Asinate Serevi
- Born: 16 April 1995 (age 30) Suva, Fiji
- Height: 5 ft 11 in (180 cm)
- Weight: 190 lb (86 kg)

Rugby union career
- Position(s): Forward

Super Rugby
- Years: Team / Apps / (Points)
- 2022–Present: Fijian Drua /  / (0)

International career
- Years: Team / Apps / (Points)
- 2016–2019: United States /  / (0)
- 2022–: Fiji / 30 / (5)

= Asinate Serevi =

Fijian rugby union player

Asinate Serevi (born 16 April 1995) is a Fijian rugby union player. She represented the United States in international rugby before switching to play for Fiji in 2022. She competed for Fiji in their Rugby World Cup debut in 2022.

== Rugby career ==

=== USA Eagles ===
Serevi made her debut for the United States against Canada at the 2016 Women's Rugby Super Series. She graduated with a degree in Law and Justice from the Central Washington University. She is the daughter of Fiji sevens legend, Waisale Serevi.

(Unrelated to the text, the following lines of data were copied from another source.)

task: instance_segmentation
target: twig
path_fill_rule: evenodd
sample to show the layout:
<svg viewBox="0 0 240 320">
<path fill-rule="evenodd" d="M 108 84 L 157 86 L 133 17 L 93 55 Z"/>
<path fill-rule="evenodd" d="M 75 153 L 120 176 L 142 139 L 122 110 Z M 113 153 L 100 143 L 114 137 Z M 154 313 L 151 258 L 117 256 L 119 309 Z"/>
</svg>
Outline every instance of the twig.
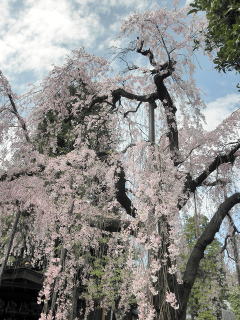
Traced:
<svg viewBox="0 0 240 320">
<path fill-rule="evenodd" d="M 139 102 L 139 104 L 138 104 L 138 106 L 137 106 L 137 108 L 136 108 L 135 110 L 129 110 L 129 111 L 125 112 L 124 115 L 123 115 L 123 117 L 126 118 L 127 115 L 128 115 L 129 113 L 131 113 L 131 112 L 132 112 L 132 113 L 137 112 L 141 104 L 142 104 L 142 101 Z"/>
</svg>

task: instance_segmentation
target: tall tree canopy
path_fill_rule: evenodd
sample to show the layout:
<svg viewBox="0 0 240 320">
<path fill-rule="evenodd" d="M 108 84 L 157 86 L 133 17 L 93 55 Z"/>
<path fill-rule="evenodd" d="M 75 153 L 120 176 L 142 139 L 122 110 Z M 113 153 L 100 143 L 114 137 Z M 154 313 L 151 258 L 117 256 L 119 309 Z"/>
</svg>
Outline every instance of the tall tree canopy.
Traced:
<svg viewBox="0 0 240 320">
<path fill-rule="evenodd" d="M 98 307 L 126 319 L 132 305 L 142 320 L 186 317 L 204 252 L 240 202 L 240 113 L 203 131 L 192 48 L 204 21 L 187 11 L 129 16 L 124 72 L 79 49 L 37 93 L 17 96 L 1 74 L 1 272 L 9 255 L 44 272 L 41 320 Z M 212 218 L 181 276 L 181 210 L 198 189 Z"/>
</svg>

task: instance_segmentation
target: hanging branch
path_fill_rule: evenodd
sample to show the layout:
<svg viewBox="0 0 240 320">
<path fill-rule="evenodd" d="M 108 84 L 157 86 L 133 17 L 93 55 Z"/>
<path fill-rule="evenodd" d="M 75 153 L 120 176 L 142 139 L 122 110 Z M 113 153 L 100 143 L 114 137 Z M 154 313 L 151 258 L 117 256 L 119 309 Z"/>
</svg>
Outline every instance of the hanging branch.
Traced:
<svg viewBox="0 0 240 320">
<path fill-rule="evenodd" d="M 67 256 L 67 250 L 65 248 L 61 248 L 61 254 L 60 254 L 60 266 L 61 266 L 61 270 L 63 270 L 64 268 L 64 264 L 65 264 L 65 259 Z M 53 295 L 52 295 L 52 301 L 51 301 L 51 308 L 50 308 L 50 313 L 53 315 L 54 311 L 55 311 L 55 305 L 57 302 L 57 296 L 58 296 L 58 290 L 56 290 L 57 284 L 58 284 L 59 279 L 54 281 L 54 286 L 53 286 Z"/>
<path fill-rule="evenodd" d="M 232 234 L 232 235 L 233 235 L 233 234 Z M 225 239 L 224 239 L 224 245 L 222 246 L 220 253 L 223 253 L 223 251 L 227 249 L 227 241 L 228 241 L 228 239 L 229 239 L 230 237 L 232 237 L 232 235 L 228 234 L 228 235 L 225 237 Z"/>
<path fill-rule="evenodd" d="M 11 103 L 11 106 L 12 106 L 12 110 L 10 110 L 18 119 L 18 122 L 23 130 L 23 133 L 24 133 L 24 136 L 25 136 L 25 139 L 27 142 L 31 142 L 30 141 L 30 137 L 29 137 L 29 134 L 28 134 L 28 130 L 27 130 L 27 126 L 26 126 L 26 123 L 24 121 L 24 119 L 20 116 L 18 110 L 17 110 L 17 107 L 16 107 L 16 104 L 13 100 L 13 97 L 11 94 L 8 94 L 8 98 L 10 100 L 10 103 Z"/>
<path fill-rule="evenodd" d="M 70 187 L 71 187 L 71 184 L 72 184 L 72 181 L 70 181 Z M 69 216 L 71 216 L 73 214 L 73 210 L 74 210 L 74 200 L 72 200 L 72 202 L 69 206 L 69 209 L 68 209 Z M 66 257 L 67 257 L 67 249 L 64 248 L 64 246 L 62 246 L 61 252 L 60 252 L 60 261 L 59 261 L 59 265 L 61 267 L 60 272 L 62 272 L 64 270 Z M 51 315 L 53 315 L 55 312 L 55 305 L 56 305 L 57 296 L 58 296 L 58 290 L 57 290 L 58 283 L 59 283 L 59 277 L 57 279 L 55 279 L 54 284 L 53 284 L 53 294 L 52 294 L 51 308 L 50 308 Z M 47 312 L 48 312 L 48 310 L 46 310 L 46 313 Z"/>
<path fill-rule="evenodd" d="M 18 222 L 19 222 L 20 216 L 21 216 L 21 211 L 20 211 L 19 206 L 18 206 L 17 214 L 16 214 L 16 217 L 15 217 L 15 220 L 14 220 L 14 223 L 13 223 L 13 227 L 12 227 L 12 231 L 11 231 L 11 234 L 10 234 L 10 237 L 9 237 L 9 240 L 8 240 L 7 252 L 5 254 L 4 260 L 3 260 L 1 268 L 0 268 L 0 285 L 1 285 L 1 282 L 2 282 L 3 272 L 4 272 L 5 267 L 7 265 L 10 252 L 12 250 L 12 244 L 13 244 L 13 240 L 14 240 L 15 234 L 17 232 L 17 227 L 18 227 Z"/>
</svg>

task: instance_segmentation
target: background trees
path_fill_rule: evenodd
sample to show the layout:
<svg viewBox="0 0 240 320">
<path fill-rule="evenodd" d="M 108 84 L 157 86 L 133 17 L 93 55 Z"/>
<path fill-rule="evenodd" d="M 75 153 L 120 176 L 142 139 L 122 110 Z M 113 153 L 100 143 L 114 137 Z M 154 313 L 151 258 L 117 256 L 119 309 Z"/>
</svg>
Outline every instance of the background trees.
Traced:
<svg viewBox="0 0 240 320">
<path fill-rule="evenodd" d="M 209 221 L 206 216 L 201 216 L 198 220 L 199 232 L 202 232 Z M 187 218 L 184 224 L 184 234 L 189 252 L 197 239 L 194 217 Z M 221 249 L 221 243 L 216 239 L 213 240 L 200 263 L 188 304 L 192 319 L 222 319 L 222 309 L 225 308 L 224 300 L 227 299 L 228 287 Z M 185 259 L 187 257 L 188 254 Z"/>
<path fill-rule="evenodd" d="M 2 139 L 18 133 L 0 178 L 1 219 L 21 213 L 27 232 L 22 237 L 18 223 L 11 255 L 44 272 L 41 320 L 91 318 L 99 307 L 121 319 L 132 304 L 139 319 L 186 317 L 204 252 L 240 202 L 239 112 L 212 133 L 202 130 L 191 58 L 204 22 L 187 11 L 126 19 L 124 73 L 84 49 L 73 52 L 31 95 L 29 117 L 1 78 Z M 212 218 L 181 277 L 181 210 L 198 189 L 213 201 Z"/>
<path fill-rule="evenodd" d="M 219 71 L 236 70 L 239 72 L 240 51 L 240 5 L 238 1 L 196 0 L 190 6 L 190 13 L 205 11 L 208 27 L 205 34 L 205 49 L 217 49 L 214 59 Z"/>
</svg>

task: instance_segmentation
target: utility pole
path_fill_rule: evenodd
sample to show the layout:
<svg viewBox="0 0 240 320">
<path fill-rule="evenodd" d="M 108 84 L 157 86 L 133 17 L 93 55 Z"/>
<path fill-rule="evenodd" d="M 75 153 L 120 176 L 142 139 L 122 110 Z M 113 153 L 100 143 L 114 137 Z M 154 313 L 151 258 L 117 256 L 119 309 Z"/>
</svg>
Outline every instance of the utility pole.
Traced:
<svg viewBox="0 0 240 320">
<path fill-rule="evenodd" d="M 148 139 L 151 144 L 155 143 L 155 114 L 154 109 L 156 107 L 155 103 L 149 102 L 149 133 Z"/>
</svg>

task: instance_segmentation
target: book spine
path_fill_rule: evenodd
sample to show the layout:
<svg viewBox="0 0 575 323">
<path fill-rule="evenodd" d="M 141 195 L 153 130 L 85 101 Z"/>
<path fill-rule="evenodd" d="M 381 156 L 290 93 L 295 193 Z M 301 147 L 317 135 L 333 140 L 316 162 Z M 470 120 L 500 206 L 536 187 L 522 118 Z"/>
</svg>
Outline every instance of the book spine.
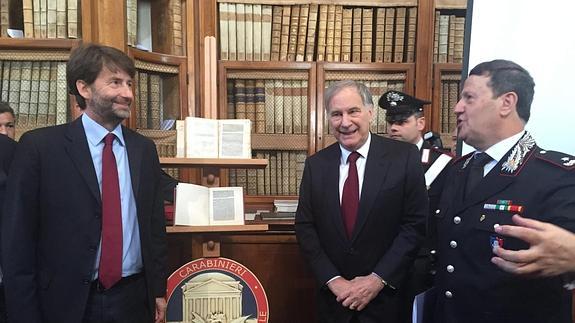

Serevi featured for the Eagles at the 2019 Women's Rugby Super Series.

=== Fijiana ===
Serevi was named in the Fijiana squad for two test matches against Japan and Australia in 2022. In September she played in a warm up match against Canada. She was also named in the Fijiana squad for the delayed 2021 Rugby World Cup.

Serevi made the Fijiana's 23-member squad that faced the Wallaroos on 20 May 2023, her side lost 22–5.

On 9 August 2025, she was named in the Fijiana side to the Women's Rugby World Cup in England.